Finn Lowery

Personal information
- Full name: Finn Henry Mrkusic Lowery
- Born: 1 October 1990 Auckland, New Zealand
- Died: 24 March 2019 (aged 28) Auckland, New Zealand
- Height: 1.85 m (6 ft 1 in)
- Weight: 85 kg (187 lb)

Sport
- Country: New Zealand
- Sport: Water polo
- Club: North Harbour Water Polo Club

= Finn Lowery =

New Zealand water polo player

Finn Henry Mrkusic Lowery (1 October 1990 – 24 March 2019) was a New Zealand lawyer, Rhodes Scholar, and water polo player who was a member of the New Zealand men's national water polo team at the 2013 World Aquatics Championships.

Born in Auckland, on 1 October 1990, Lowery was the son of Martin and Anna Lowery. He was educated at Rangitoto College where he was head boy in 2008. After leaving high school, he played water polo for a club in Madrid, Spain, before returning to the University of Auckland to study law, French, and political philosophy. Upon completion of his law degree, Lowery was awarded the Auckland District Law Society Prize for graduating top of his class. In 2014, Lowery was awarded a Rhodes Scholarship, which allowed him to complete a master's degree in Latin American studies, economics, sociology, and politics at the University of Oxford.

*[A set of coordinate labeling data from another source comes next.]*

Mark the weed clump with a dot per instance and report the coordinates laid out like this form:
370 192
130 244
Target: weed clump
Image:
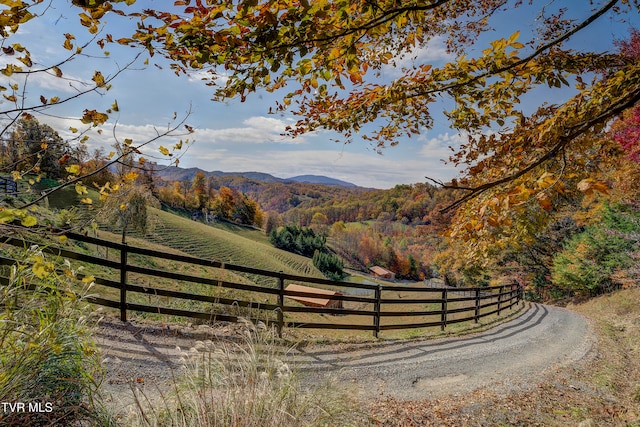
48 361
245 383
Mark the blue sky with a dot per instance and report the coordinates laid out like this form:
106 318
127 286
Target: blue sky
235 136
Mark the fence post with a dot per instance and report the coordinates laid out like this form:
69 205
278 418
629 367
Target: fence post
443 315
477 311
376 309
123 282
280 303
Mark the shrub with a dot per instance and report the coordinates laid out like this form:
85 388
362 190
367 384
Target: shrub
47 359
244 383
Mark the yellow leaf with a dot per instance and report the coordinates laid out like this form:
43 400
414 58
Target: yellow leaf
39 269
98 78
74 170
81 189
29 221
131 176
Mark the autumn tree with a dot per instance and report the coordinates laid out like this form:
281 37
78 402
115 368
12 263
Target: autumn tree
331 55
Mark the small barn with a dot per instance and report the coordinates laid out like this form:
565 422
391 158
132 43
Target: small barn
382 273
324 298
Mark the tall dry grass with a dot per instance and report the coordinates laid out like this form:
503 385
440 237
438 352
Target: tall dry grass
48 361
245 383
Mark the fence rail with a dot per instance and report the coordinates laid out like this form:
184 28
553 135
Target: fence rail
386 307
8 186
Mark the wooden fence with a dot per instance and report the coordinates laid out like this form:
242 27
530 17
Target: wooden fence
365 307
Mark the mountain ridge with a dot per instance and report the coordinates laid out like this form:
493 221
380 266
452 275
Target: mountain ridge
175 173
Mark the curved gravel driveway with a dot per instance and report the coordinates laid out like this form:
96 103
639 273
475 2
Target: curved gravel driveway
508 356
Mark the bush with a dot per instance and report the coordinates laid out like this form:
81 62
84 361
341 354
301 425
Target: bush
330 265
47 360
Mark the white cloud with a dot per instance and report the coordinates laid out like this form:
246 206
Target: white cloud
440 146
257 130
433 51
362 168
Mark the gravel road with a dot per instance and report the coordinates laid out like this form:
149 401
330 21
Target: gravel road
508 356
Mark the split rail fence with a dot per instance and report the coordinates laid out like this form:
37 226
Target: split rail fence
365 307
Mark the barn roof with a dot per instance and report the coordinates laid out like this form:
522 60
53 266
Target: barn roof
381 271
322 300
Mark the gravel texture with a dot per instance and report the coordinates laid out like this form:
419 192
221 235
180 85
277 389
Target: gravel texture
510 356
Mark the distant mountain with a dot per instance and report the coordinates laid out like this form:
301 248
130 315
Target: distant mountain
173 173
319 179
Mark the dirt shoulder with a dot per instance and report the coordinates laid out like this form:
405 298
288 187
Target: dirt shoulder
511 358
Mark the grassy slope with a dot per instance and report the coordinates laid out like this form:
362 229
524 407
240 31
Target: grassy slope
601 391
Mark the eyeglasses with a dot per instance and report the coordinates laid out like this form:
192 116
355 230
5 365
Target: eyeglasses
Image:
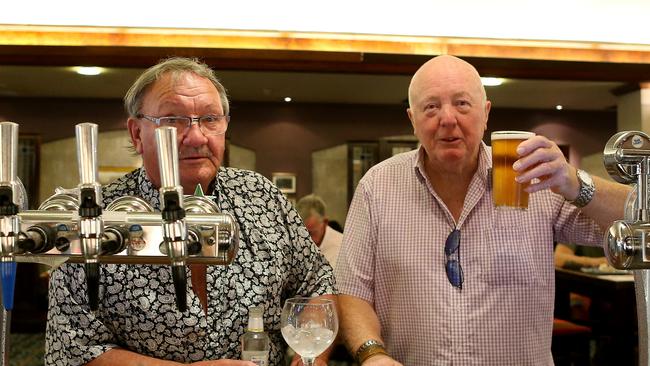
209 125
452 252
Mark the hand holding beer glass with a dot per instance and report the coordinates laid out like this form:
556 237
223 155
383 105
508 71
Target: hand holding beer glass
506 192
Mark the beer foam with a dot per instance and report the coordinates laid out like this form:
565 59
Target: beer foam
511 135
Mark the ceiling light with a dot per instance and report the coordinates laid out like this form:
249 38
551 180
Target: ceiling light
490 81
88 70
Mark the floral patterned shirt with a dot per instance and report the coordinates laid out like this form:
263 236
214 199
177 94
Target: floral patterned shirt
137 311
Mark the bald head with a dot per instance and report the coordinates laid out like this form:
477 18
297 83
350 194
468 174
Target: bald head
440 68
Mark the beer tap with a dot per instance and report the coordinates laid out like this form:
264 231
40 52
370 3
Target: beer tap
173 213
627 242
9 219
90 197
9 226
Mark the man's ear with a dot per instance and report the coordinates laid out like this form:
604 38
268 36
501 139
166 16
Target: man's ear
410 114
488 106
134 132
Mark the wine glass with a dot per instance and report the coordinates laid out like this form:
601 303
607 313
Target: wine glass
309 325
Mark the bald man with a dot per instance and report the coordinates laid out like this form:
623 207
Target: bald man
408 296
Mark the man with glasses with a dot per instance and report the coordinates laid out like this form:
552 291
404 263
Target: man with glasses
137 322
430 273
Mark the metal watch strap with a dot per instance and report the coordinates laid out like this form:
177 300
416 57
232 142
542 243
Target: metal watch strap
586 191
368 349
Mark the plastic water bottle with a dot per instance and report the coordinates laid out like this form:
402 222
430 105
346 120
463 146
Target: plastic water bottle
255 342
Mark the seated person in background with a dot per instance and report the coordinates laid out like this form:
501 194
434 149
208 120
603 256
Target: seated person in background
137 322
312 210
573 256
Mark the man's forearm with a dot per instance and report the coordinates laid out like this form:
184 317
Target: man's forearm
118 356
359 322
608 203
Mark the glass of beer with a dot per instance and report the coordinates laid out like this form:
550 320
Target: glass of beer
506 192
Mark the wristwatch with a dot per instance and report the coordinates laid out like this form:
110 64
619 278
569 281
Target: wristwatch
587 189
368 349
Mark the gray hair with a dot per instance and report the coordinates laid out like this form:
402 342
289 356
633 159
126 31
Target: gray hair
310 204
176 66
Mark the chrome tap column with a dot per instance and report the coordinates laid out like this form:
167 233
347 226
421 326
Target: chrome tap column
90 197
627 242
9 219
173 213
9 226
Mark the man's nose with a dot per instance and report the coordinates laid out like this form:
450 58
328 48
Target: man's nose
193 136
447 115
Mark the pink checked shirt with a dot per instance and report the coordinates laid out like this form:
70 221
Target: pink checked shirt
393 256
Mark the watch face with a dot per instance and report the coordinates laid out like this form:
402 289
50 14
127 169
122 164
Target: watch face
585 177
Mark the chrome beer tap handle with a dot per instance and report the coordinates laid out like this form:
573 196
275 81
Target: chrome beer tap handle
173 213
9 207
90 212
627 242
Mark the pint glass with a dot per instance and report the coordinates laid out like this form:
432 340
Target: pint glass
506 192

Lowery made his debut for the New Zealand national men's water polo team in 2010, and made 19 international appearances for New Zealand. In 2013, he played for New Zealand in the FINA World League Asia-Oceania section in May, and then at the World Championships in Barcelona later that year. The following year, he again represented New Zealand at the Commonwealth Water Polo Championships in Aberdeen, where the New Zealand team finished in fifth place.

Lowery died in Auckland on 24 March 2019 after a long battle with depression.